Я успел рассмотреть все эти мелкие детали и заметить тяжелое дыхание и лихорадочную дрожь больного, прежде чем он обратил внимание на мое присутствие. В беспокойных попытках улечься поудобнее он свесил руку с кровати, и она коснулась моей руки. Он вздрогнул и тревожно заглянул мне в лицо.
– Джон, это мистер Хатли, – сказала его жена. – Мистер Хатли, за которым ты посылал сегодня, помнишь?
– А... – протянул больной, проводя рукою по лбу. Хатли... Хатли... Дайте вспомнить. – В течение нескольких секунд он, казалось, старался собраться с мыслями, потом крепко схватил меня за руку и сказал: – Не бросайте меня, старина, не бросайте. Она меня убьет, я знаю, что убьет.
– Давно он в таком состоянии? – спросил я у его плачущей жены.
– Со вчерашнего вечера, – ответила она. – Джон, Джон, неужели ты меня не узнаешь?
– Не подпускайте ее ко мне! – содрогнувшись, сказал больной, когда она склонилась к нему. – Уведите се, я не могу ее видеть. – В смертельном испуге он не спускал с нее дикого взора, потом стал шептать мне на ухо: – Я колотил ее, Джем... вчера ее побил, да и раньше бил не раз. Я морил голодом и ее и мальчика, а теперь, когда я слаб и беспомощен, она меня убьет за это, Джем... знаю, что убьет. Вы бы убедились в этом, если бы видели, как она плакала. Не подпускайте ее ко мне!
Он разжал руку и в изнеможении откинулся на подушку.
Я слишком хорошо понимал, что это значит. Если бы хоть на секунду возникли у меня какие-нибудь сомнения, один взгляд, брошенный на бледную и изможденную женщину, объяснил бы мне истинное положение вещей.
– Отойдите лучше, – сказал я этой несчастной. – Ему вы помочь не можете. Пожалуй, он успокоится, если не будет вас видеть.
Она отошла. Через несколько секунд он открыл глаза и тревожно осмотрелся по сторонам.
– Она ушла? – взволнованно осведомился он.
– Да, да, – ответил я. – Она вас не обидит.

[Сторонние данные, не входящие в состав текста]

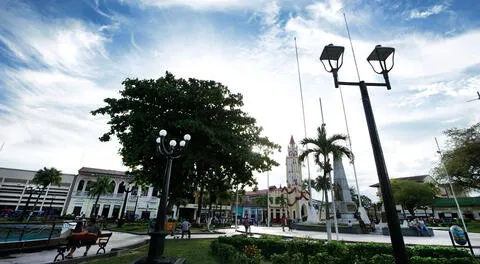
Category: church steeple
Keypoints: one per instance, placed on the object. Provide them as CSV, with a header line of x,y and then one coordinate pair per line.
x,y
292,148
292,142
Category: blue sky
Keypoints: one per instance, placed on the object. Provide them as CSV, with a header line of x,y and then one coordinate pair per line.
x,y
59,59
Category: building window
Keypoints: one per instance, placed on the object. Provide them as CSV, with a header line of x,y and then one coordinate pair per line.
x,y
80,185
112,184
89,185
135,190
121,187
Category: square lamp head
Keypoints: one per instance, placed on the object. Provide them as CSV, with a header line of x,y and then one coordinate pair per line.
x,y
334,56
381,54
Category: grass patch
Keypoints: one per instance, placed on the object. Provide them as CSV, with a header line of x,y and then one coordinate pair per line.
x,y
473,226
196,251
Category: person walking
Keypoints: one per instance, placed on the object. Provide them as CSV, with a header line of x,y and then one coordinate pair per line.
x,y
246,224
186,228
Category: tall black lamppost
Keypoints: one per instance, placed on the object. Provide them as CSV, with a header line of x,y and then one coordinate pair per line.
x,y
124,208
157,240
333,55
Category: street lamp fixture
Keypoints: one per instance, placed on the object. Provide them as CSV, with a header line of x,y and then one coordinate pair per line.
x,y
170,152
332,60
121,220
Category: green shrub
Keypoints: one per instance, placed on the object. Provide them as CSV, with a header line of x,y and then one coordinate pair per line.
x,y
368,250
382,259
324,258
287,258
431,260
437,252
305,247
228,254
270,246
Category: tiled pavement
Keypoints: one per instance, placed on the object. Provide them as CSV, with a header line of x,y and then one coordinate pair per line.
x,y
120,240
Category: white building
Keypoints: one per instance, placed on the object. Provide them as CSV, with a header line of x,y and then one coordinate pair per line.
x,y
14,194
142,202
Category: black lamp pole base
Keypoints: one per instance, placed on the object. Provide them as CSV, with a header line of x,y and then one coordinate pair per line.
x,y
160,260
156,249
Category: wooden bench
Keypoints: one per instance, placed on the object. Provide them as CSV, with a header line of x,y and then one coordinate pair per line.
x,y
83,241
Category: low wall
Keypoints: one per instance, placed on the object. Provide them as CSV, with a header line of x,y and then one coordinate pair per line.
x,y
321,228
409,232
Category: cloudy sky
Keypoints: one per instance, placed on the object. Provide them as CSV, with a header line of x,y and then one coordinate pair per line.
x,y
60,59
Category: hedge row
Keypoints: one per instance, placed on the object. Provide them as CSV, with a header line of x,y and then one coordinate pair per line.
x,y
316,251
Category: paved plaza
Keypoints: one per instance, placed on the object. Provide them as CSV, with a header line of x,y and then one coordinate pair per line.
x,y
120,240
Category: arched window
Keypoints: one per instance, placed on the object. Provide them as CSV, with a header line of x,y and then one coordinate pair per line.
x,y
134,190
112,186
80,185
89,185
121,187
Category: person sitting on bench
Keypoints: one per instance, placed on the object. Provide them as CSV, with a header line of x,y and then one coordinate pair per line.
x,y
92,230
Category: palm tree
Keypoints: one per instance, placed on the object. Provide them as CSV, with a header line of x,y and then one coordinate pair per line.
x,y
45,177
100,187
282,200
323,147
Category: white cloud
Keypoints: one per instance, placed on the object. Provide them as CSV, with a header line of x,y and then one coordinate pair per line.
x,y
262,67
204,4
433,10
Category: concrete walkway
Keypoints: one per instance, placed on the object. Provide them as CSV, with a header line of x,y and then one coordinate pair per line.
x,y
120,240
441,237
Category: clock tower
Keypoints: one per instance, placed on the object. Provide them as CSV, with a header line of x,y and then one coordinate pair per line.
x,y
294,169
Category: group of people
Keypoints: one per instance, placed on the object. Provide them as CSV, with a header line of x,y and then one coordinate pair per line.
x,y
89,235
419,226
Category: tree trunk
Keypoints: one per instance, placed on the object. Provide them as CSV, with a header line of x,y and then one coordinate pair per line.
x,y
200,198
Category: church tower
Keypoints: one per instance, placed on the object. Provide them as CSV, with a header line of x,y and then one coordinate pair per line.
x,y
294,168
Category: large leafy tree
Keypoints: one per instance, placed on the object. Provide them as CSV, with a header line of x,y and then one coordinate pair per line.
x,y
461,158
412,195
322,147
45,177
98,188
226,146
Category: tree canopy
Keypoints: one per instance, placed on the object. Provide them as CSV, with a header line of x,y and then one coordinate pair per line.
x,y
413,195
461,158
226,147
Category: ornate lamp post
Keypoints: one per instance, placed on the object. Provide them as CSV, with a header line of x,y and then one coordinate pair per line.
x,y
128,190
157,240
332,60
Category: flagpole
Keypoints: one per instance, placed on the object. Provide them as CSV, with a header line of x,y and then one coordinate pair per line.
x,y
451,187
304,128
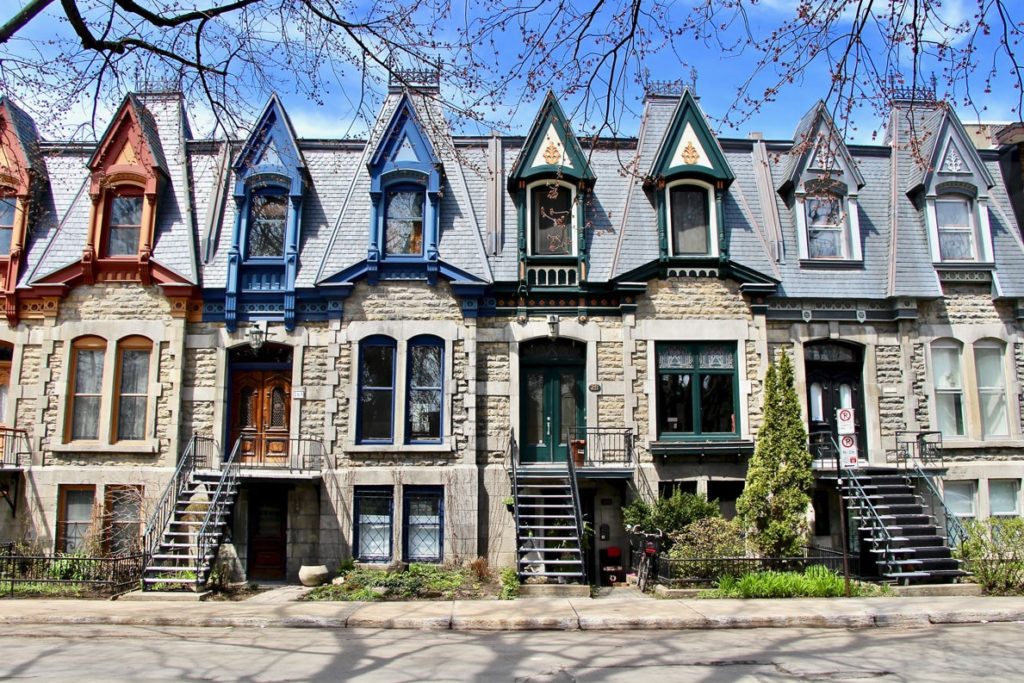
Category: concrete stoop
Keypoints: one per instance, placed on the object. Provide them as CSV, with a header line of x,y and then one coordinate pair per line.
x,y
554,591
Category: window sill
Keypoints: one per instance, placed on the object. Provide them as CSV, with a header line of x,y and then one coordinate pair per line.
x,y
134,447
832,264
400,447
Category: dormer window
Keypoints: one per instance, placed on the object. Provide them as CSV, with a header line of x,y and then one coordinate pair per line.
x,y
954,222
826,226
403,222
551,219
125,222
689,216
267,216
6,222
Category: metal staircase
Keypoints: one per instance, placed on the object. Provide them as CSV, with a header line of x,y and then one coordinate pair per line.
x,y
187,526
549,525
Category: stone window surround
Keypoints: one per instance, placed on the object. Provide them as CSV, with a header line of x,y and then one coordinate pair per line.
x,y
737,332
967,337
712,217
113,332
979,213
401,333
573,218
852,251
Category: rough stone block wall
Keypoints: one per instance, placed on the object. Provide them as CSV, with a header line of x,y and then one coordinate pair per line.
x,y
688,298
404,301
967,303
609,361
890,373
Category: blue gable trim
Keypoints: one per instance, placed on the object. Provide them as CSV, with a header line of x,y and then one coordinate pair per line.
x,y
269,163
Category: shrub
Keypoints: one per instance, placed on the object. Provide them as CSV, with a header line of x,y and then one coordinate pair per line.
x,y
993,552
510,584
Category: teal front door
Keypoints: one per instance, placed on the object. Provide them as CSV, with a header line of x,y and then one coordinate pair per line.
x,y
552,408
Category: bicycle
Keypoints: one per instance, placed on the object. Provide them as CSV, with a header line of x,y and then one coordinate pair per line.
x,y
648,545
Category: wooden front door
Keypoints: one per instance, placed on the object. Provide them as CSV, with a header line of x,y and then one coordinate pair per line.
x,y
267,534
261,404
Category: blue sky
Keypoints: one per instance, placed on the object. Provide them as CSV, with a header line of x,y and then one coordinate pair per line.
x,y
718,78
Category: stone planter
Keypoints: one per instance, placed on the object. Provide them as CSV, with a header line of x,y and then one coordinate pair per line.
x,y
312,574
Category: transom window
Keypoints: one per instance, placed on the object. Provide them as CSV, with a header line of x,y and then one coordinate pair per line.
x,y
954,221
267,216
376,389
7,205
826,226
690,219
696,389
124,225
551,218
403,223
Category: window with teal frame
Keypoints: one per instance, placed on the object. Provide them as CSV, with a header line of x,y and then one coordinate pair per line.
x,y
697,390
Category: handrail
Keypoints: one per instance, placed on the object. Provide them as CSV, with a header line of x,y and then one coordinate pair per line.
x,y
218,502
570,467
164,510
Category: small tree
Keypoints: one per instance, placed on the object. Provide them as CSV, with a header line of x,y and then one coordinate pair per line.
x,y
773,505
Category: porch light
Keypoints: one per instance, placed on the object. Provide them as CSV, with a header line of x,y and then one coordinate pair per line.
x,y
256,334
552,327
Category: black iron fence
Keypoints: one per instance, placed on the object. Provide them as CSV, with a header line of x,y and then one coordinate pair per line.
x,y
61,575
708,570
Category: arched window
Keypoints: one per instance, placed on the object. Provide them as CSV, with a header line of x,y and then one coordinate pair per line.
x,y
425,392
689,218
132,383
552,224
85,395
376,409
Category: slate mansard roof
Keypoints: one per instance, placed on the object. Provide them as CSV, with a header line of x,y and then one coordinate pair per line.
x,y
477,237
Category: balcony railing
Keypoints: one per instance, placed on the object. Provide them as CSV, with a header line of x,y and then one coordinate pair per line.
x,y
607,447
15,451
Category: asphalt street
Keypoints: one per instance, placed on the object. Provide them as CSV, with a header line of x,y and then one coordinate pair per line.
x,y
89,652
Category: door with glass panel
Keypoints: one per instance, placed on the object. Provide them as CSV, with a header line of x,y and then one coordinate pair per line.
x,y
261,411
835,374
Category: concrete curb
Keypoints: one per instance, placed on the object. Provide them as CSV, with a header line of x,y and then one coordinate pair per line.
x,y
506,616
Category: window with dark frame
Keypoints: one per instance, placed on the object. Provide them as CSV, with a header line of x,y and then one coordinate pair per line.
x,y
696,389
267,218
376,409
374,509
423,528
75,511
551,215
425,393
124,223
690,220
403,222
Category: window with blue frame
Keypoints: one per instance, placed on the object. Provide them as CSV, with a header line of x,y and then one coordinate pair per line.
x,y
403,222
376,409
423,527
696,390
374,514
267,218
424,396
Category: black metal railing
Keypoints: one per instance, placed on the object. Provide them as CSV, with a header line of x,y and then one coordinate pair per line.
x,y
282,453
709,570
65,575
210,532
15,449
200,453
602,446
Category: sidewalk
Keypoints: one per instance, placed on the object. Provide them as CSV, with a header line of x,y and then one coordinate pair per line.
x,y
531,614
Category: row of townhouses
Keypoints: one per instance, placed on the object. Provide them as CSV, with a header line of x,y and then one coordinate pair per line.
x,y
338,348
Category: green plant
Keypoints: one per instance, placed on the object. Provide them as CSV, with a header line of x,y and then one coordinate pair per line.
x,y
510,584
773,505
993,552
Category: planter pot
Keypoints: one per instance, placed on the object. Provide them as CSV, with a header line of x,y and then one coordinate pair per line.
x,y
312,574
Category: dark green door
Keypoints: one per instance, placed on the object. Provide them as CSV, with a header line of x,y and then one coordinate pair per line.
x,y
552,407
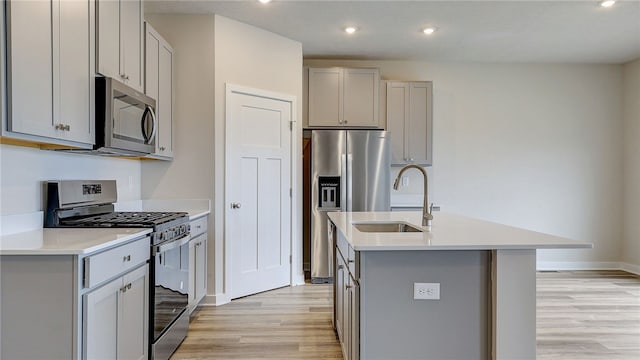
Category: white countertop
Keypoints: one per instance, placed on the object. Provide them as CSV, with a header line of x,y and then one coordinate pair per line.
x,y
66,241
23,234
448,232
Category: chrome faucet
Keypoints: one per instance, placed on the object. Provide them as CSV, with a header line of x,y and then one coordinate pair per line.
x,y
426,211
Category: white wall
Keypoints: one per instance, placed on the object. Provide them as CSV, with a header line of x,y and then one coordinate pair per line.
x,y
22,170
190,175
631,239
533,146
210,52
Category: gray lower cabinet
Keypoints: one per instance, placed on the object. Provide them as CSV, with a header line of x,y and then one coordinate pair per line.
x,y
347,299
76,306
197,262
115,316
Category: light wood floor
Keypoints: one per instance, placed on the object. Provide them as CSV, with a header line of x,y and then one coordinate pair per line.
x,y
581,315
588,315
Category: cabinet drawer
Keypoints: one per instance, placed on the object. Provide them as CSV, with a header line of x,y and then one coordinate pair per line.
x,y
343,247
107,264
198,226
352,262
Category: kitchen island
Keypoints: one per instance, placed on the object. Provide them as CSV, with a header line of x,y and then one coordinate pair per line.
x,y
479,275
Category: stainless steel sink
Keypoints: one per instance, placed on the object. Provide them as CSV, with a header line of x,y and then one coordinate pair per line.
x,y
386,227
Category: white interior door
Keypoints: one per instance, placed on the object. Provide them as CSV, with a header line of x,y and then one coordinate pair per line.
x,y
258,202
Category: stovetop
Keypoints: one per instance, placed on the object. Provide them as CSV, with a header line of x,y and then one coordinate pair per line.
x,y
127,219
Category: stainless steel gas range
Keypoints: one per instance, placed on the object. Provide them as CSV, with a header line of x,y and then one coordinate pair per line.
x,y
89,204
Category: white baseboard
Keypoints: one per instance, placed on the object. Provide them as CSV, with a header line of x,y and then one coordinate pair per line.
x,y
586,265
215,300
635,269
298,280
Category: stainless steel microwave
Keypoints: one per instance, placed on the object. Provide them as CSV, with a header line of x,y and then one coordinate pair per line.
x,y
125,120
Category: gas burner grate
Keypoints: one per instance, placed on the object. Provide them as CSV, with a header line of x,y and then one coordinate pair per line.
x,y
129,219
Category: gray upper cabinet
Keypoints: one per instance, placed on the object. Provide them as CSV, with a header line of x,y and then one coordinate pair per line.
x,y
120,36
159,85
343,97
409,120
50,71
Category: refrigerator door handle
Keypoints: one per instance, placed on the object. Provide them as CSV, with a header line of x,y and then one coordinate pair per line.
x,y
349,182
344,206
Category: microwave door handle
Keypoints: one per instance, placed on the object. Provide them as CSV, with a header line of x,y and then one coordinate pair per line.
x,y
154,124
148,110
143,123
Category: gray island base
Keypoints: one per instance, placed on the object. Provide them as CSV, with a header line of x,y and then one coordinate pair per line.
x,y
485,306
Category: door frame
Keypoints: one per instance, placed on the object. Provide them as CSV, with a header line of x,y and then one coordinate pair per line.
x,y
296,273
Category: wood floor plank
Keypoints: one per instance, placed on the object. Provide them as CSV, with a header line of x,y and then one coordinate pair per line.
x,y
581,315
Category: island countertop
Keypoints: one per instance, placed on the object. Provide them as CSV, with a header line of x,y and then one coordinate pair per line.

– А я вам говорю, Джем, что она обижает меня, тихо сказал он. – Глаза у нее такие, что меня охватывает смертельный страх, я чуть с ума не схожу. Всю прошлую ночь ее большие, широко раскрытые глаза и бледное лицо преследовали меня, я отворачивался, они были передо мною, и каждый раз, когда я просыпался, она сидела у кровати и смотрела на меня. – Он притянул меня к себе и прошептал глухо и тревожно: – Джем, должно быть, это злой дух... дьявол. Тише! Я это знаю. Будь она женщиной, она бы давным-давно умерла. Ни одна женщина не вынесла бы того, что вынесла она.